2022.10.9
四十二歳にして迎えたDV親父への反抗期
ドラマ化もされた『死にたい夜にかぎって』で鮮烈デビュー。『クラスメイトの女子、全員好きでした』をふくむ3か月連続エッセイ刊行など、作家としての夢をかなえた著者が、いま思うのは「いい感じのおじさん」になりたいということ。これまでまったくその分野には興味がなかったのに、ひょんなことから健康と美容に目覚め……。
前回は、「いいおじさん化計画」のダイエット中で出会った、新たな恋人「ルイボスティー」と濃厚なエピソードでした。
今回は、洗顔のち化粧水のパターンからの脱却。フェイスパックに手を出してみたら……。
(イラスト/山田参助)
第6回 復讐のフェイスパック
「お前はほんまにブサイクやなあ。そんな顔じゃ女の子にモテへんぞ。まあ、顔がダメなら、せめて強い心を持った男の中の男になるしかないわな」
小学四年生のときに親父から言われた言葉が、洗顔ネットで顔を洗うときも、化粧水を肌に馴染ませるときも、私の頭の中を何度もリフレインしている。
〝心を鍛える〟という大義名分を得た親父は、己の息子に度を越したスパルタ教育を課した。
昼となく夜となく襲い来る罵声と暴力。
悪魔の棲む家には帰りたくないと、寂れた公園や人気のない墓地に逃げ込んでは、日が暮れるまで時間を潰す毎日。
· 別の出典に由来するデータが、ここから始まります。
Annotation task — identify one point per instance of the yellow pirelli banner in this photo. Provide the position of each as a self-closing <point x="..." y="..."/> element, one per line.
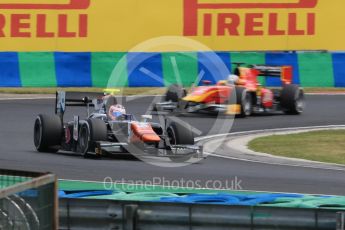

そこまで仲が良くないクラスメイトの家に無理やり遊びに行くなんて迷惑なこともよくやっていた。
どうやら親父の教育は、今の言葉に置き換えて〝DV〟と呼んで何の遜色もないものだったみたいだ。てっきり、よその家でも同じようなことが行われているんだとばかり思っていたら、大人になってから、自分の家だけが異常だったと気付くのはよくある話だ。
母親がいない私にとって、唯一の頼りだった親父。あいつの言葉を妄信することで心に染みついてしまった「自分は醜い人間なんだ」という思い込み、いや、呪いといってもいい。
四十二歳からスタートした私の〝のほほん美容生活〟は、その呪いとの戦いとも言えるだろう。